[The Grammar School Boys Snowbound by H. Irving Hancock]@TWC D-Link book
The Grammar School Boys Snowbound

CHAPTER X
16/20

You fellows are going to sit up and you can wait for the coats to dry.

Let me have a set of blankets, and some other fellow take the coats when they're dry." "Well, of all the nerve!" gasped Tom Reade.
"Hen," spoke Dave sternly, "if you can't wait for the coats to dry, then you can sit up in a chair by the fire and throw on another log or two every time you wake up with a chill!" Finding that he couldn't have his own selfish way, Hen, with much grumbling, arranged the coats on two chairs not far from the fire.

When he considered the coats dry enough he crawled into his chosen bunk, grumbling at the coarse tick filled only with dried leaves, and was covered by Dick and Greg.

Then the other fellows, after replenishing the fire, sat down to spin stories.
"You tell the first yarn, Dick," proposed Tom.
"Too bad," replied Dick, with a shake of the head.

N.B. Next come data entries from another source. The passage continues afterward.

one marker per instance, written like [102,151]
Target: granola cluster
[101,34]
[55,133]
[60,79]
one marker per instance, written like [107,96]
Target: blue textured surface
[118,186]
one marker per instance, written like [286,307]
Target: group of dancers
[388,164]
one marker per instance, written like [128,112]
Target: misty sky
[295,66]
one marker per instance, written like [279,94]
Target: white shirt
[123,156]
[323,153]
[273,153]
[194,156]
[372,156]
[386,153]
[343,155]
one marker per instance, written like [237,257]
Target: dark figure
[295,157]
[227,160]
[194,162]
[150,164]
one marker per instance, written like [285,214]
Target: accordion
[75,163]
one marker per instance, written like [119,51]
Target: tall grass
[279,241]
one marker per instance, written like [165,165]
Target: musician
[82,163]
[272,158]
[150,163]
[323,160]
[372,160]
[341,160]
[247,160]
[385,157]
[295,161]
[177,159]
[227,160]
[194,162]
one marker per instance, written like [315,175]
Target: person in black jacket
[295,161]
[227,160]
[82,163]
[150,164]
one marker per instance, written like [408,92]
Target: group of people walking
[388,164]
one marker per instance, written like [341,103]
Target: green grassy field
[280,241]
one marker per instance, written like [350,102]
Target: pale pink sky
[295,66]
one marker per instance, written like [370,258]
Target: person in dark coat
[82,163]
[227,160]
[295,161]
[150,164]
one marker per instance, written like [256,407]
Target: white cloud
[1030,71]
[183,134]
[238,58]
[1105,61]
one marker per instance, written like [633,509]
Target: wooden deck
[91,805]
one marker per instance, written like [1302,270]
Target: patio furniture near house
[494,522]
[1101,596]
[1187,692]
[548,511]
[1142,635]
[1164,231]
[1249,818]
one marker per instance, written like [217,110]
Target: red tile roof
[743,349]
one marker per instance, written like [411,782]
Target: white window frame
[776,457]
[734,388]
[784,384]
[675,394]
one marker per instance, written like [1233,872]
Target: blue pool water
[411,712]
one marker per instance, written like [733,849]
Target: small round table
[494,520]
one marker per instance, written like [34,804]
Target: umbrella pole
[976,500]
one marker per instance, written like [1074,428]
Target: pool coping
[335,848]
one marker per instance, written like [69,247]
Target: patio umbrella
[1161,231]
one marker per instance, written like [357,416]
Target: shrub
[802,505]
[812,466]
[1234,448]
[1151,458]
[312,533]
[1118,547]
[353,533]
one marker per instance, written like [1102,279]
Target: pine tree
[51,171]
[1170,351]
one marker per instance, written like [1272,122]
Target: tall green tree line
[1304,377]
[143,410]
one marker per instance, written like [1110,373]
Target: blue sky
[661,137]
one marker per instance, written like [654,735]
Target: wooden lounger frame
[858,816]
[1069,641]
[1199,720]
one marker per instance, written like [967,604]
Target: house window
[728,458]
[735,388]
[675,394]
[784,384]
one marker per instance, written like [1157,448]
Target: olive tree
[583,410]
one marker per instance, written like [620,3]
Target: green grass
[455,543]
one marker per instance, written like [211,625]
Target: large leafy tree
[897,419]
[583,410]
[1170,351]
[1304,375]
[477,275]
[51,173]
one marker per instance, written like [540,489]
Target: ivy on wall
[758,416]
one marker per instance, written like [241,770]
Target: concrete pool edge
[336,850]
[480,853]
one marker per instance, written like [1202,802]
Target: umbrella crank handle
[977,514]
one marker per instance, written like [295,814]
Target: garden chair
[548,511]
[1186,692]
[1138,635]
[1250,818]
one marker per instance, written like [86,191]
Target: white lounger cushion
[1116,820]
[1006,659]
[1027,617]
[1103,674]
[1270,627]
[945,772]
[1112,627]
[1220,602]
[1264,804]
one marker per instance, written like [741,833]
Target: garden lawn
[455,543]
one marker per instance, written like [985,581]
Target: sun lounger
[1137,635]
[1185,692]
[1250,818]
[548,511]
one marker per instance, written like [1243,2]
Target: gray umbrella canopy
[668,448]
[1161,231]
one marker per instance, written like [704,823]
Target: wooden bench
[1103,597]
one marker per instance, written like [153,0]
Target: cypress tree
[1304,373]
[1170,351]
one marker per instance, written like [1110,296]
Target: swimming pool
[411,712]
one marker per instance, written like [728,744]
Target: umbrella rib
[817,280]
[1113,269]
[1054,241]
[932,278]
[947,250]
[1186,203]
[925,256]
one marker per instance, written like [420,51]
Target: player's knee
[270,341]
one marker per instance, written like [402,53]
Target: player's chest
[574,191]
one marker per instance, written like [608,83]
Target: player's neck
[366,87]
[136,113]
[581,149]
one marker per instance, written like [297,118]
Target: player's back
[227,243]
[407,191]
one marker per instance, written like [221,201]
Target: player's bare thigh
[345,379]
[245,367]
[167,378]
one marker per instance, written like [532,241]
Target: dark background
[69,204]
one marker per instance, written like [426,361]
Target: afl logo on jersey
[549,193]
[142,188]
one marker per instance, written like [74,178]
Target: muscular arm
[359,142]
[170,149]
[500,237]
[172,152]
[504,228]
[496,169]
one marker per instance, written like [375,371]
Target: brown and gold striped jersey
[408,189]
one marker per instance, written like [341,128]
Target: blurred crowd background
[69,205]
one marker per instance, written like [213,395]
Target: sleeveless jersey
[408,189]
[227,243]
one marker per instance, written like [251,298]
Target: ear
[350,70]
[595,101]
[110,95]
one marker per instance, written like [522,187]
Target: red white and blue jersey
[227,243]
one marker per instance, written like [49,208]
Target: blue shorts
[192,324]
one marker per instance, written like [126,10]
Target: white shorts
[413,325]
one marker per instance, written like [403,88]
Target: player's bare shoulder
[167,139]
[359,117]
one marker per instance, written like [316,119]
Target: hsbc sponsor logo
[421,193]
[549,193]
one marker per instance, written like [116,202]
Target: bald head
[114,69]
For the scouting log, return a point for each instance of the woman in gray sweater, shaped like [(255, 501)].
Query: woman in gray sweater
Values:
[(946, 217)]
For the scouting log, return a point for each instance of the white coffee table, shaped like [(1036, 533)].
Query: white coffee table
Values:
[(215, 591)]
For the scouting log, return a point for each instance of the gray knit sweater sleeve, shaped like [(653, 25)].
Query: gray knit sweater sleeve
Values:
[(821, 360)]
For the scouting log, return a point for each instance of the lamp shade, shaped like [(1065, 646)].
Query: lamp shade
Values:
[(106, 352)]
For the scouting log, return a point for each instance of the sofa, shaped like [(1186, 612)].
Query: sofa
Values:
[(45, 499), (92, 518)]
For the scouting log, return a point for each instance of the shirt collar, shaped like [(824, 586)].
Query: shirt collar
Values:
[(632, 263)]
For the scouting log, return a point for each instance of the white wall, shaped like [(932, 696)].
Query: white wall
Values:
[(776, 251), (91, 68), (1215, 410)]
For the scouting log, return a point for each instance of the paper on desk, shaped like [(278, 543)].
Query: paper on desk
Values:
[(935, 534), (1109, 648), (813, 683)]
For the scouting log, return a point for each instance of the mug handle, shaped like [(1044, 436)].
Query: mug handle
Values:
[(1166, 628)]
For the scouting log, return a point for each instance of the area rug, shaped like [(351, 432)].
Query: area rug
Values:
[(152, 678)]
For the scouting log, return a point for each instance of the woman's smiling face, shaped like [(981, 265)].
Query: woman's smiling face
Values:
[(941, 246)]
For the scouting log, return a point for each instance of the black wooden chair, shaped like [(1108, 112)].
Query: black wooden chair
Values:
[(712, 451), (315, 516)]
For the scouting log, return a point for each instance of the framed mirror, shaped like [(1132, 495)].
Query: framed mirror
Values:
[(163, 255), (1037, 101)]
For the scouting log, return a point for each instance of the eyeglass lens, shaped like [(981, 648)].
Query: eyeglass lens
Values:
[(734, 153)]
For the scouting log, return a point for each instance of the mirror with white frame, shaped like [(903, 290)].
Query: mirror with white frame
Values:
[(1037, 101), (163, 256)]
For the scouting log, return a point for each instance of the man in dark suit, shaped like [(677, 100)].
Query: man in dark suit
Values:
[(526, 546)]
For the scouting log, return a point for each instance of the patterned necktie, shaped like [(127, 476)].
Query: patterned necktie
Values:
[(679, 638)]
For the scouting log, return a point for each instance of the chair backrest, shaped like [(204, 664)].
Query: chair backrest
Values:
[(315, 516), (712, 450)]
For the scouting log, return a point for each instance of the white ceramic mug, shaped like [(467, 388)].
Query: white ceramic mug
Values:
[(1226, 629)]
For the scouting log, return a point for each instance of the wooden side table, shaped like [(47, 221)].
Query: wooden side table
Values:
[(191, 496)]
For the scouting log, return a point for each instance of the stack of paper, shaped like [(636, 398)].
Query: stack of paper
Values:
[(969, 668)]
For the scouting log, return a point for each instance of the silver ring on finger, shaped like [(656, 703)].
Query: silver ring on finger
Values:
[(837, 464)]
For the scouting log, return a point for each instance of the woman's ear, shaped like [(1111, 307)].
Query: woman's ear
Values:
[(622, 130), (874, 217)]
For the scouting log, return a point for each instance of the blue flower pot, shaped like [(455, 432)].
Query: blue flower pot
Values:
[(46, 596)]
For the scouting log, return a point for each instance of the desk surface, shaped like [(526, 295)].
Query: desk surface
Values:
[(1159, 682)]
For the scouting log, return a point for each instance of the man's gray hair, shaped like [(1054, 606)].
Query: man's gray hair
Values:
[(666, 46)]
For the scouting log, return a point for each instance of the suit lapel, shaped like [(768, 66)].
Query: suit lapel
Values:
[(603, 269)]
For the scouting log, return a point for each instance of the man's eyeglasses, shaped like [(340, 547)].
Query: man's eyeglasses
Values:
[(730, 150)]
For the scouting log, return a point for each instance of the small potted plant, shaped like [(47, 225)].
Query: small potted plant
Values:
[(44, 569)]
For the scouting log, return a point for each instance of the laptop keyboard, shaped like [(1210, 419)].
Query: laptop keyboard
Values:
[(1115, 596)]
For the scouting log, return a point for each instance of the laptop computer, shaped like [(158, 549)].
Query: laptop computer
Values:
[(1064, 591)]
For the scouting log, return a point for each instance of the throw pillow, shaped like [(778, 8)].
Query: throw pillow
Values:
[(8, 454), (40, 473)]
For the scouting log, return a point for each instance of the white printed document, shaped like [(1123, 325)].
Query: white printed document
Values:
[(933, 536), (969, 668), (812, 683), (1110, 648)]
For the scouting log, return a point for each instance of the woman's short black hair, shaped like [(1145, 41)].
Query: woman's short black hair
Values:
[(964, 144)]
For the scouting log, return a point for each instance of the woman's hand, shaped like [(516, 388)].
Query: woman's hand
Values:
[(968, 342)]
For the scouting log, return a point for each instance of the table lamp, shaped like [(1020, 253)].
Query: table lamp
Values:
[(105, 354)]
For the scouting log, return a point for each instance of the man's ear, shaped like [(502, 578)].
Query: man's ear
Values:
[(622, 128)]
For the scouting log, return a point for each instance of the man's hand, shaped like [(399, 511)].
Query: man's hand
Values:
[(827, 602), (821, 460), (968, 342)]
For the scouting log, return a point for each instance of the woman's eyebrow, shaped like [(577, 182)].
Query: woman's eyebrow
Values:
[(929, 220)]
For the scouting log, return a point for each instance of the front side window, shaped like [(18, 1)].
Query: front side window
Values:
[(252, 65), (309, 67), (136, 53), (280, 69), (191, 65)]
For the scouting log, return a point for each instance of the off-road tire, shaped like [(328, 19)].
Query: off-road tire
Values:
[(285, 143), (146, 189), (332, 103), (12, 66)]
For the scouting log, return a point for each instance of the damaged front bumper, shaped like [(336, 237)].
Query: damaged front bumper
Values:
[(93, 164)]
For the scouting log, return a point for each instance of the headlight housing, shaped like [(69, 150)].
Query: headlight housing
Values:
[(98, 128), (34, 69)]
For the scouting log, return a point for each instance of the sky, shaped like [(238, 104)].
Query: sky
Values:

"All I can think of is what the man on the clubhouse steps said." "And what was that ?" demanded Tom Reade, leaning forward.
"I can't tell you, just yet," replied Prescott.
"Go on! Yes, you can." "No; it's a secret." "What did the man on the clubhouse steps say ?" insisted Dan, jumping up, seizing the crowbar and poising it over Dick's head.
"Put down the curling iron, Danny," laughed Prescott.